The book (146) that was written hard on the heels of the review was an astonishing achievement, even without considering the conditions under which it was written. In a real sense it is a response to the appeal of the review, to provide conservation biology with a strong theoretical underpinning. This it does, and also offers a wealth of examples and practical solutions for the particular problems faced by species in decline. It is destined to be the handbook of first resort in conservation biology for years to come. While Graeme's mind is in it all, Anne Gunn played a huge part in the support she gave him through the last months of his life and in the hard task of completing it for publication. As his friend Ian Parker wrote in the front of the book, 'he was thinking originally to the end'.
After his untimely death at the peak of his intellectual powers, there was a move to create some fitting memorial to Graeme Caughley. The Graeme Caughley Travelling Fellowship was established through the joint auspices of the Australasian Wildlife Management Society, the CSIRO Division of Wildlife and Ecology and the Australian Academy of Science. Its purpose is to encourage exchange of ideas and knowledge about wildlife management, by travel grants to enable Australian and New Zealand ecologists to visit colleagues in other countries. The first two Caughley Fellows were David Choquenot, who travelled in Africa, and Jim Hone who travelled in Europe and North America.
In ecology Graeme Caughley led by setting high standards of research and integrity tempered by a delight in ecological relationships and a rapier wit. As mentioned earlier, The Deer Wars was partly autobiographical and the last words of that incomparable book sum up Graeme's philosophy of life:
The formative mythology of the New Zealanders is not easily dissected, and perhaps it should not be attempted because to dissect is to destroy. But some elements can be displayed without trauma: water on fern, breaking out of forest onto snow grass, a fist in the scrum, the lobbed shot that comes off, the flooded river that must be crossed, the piton that gives just a little, 'and the antlers in the hall, sings Harry'.
These I judge necessary and their absence as impoverishment. I am certainly growing no younger and maybe I missed the point somewhere along the way. But what do you judge as important?

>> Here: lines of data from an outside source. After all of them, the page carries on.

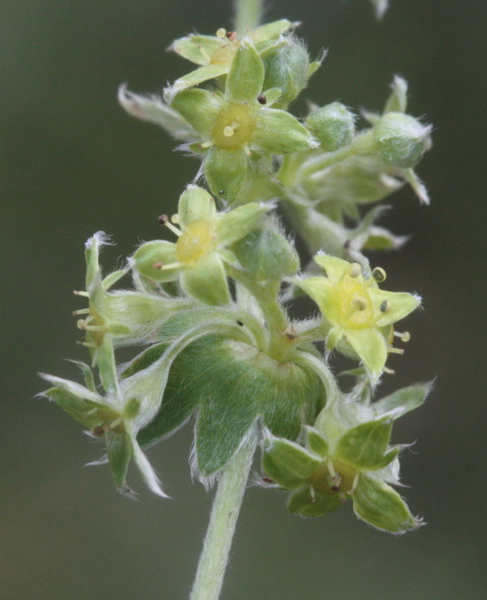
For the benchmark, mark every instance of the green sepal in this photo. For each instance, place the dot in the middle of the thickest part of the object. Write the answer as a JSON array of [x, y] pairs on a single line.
[[200, 108], [267, 254], [195, 203], [287, 68], [154, 110], [225, 172], [271, 31], [197, 48], [195, 78], [246, 76], [378, 504], [119, 452], [364, 446], [307, 504], [159, 253], [316, 442], [287, 463], [403, 401], [237, 223], [279, 132], [333, 125], [206, 280], [81, 410]]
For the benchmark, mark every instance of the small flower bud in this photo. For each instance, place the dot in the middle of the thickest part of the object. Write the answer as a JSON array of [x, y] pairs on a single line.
[[401, 140], [333, 125], [287, 69]]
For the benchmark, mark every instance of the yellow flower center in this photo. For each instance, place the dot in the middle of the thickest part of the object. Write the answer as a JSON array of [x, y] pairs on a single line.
[[234, 126], [354, 304], [197, 240], [342, 481]]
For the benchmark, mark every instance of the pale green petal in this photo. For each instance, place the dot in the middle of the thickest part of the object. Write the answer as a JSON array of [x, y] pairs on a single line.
[[279, 132], [322, 291], [198, 48], [246, 76], [200, 108], [149, 259], [196, 77], [370, 346], [399, 305], [195, 204], [206, 280], [237, 223]]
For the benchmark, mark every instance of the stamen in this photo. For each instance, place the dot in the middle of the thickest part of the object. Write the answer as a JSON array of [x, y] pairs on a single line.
[[405, 336], [393, 350], [164, 220], [359, 303], [379, 274], [355, 270], [160, 266]]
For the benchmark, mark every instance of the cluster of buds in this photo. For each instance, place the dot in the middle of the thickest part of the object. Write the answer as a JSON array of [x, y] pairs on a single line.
[[208, 309]]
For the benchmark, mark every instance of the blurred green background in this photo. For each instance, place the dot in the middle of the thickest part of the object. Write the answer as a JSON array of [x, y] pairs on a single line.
[[73, 163]]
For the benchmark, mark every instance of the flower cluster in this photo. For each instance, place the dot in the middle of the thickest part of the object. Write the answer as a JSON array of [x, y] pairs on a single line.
[[208, 313]]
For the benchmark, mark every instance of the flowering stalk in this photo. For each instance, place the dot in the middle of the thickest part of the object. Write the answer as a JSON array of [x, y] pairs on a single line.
[[209, 309]]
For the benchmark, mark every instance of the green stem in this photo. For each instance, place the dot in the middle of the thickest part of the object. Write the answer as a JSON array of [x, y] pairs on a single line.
[[224, 514], [247, 15]]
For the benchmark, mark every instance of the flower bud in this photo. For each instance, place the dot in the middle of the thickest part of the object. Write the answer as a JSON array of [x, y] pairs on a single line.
[[401, 140], [287, 68], [333, 125]]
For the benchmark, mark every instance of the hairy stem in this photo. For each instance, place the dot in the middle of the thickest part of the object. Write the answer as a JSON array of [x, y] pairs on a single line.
[[247, 15], [223, 519]]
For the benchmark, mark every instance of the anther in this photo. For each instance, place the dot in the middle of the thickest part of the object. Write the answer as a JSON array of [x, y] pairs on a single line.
[[359, 303], [379, 274], [355, 270], [405, 336]]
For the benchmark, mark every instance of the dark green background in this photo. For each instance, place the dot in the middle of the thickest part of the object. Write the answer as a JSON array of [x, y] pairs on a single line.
[[73, 163]]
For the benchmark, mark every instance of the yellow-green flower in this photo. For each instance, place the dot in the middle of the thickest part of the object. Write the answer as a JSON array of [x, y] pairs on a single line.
[[357, 311], [196, 259]]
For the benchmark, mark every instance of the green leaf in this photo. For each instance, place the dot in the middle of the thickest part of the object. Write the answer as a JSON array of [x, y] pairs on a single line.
[[306, 504], [403, 401], [364, 446], [246, 76], [378, 504], [287, 463], [119, 451], [316, 442]]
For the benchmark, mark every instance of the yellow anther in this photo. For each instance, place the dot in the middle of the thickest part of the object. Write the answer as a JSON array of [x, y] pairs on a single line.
[[355, 270], [359, 303], [379, 274]]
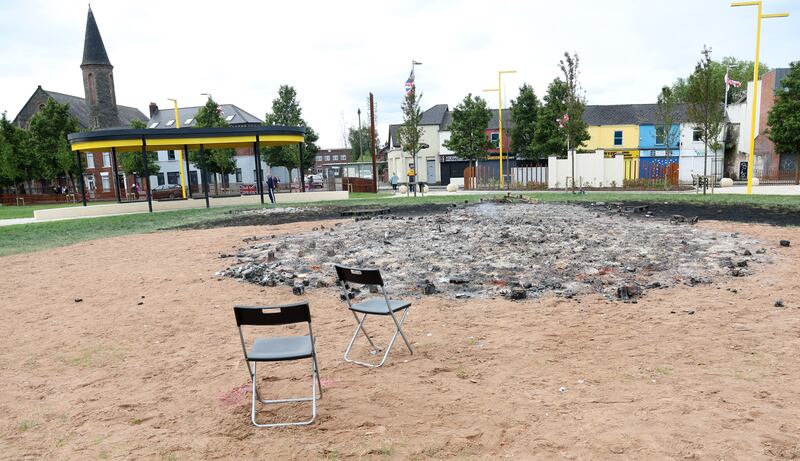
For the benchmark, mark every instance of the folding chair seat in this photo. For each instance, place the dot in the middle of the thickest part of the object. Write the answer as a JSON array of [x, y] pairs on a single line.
[[278, 349], [349, 276]]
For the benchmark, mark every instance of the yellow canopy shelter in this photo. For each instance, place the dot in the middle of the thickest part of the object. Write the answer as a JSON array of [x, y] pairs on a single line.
[[147, 140]]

This memoir was originally published in Historical Records of Australian Science, Vol.12, No.3, 1999. It was written by C.H. Tyndale Biscoe, School of Biological Sciences, Australian National University, Canberra, ACT.
For providing information and anecdotes about Graeme and leads to his correspondence I thank David Grice, Anne Gunn, Bill Magnusson, Roxanne Missingham, Steve Morton, Peter Shaughnessy, Tony Sinclair, Rodney Teakle, Brian Walker and Rosanne Walker. Pat Caughley and Judy Caughley were especially helpful in providing the background to Graeme's early life and research career. The notes used to prepare this Memoir and most of Graeme's papers have been deposited at the Australian Academy of Science. Other official files concerning his time in CSIRO are held in the Australian National Archives, Canberra.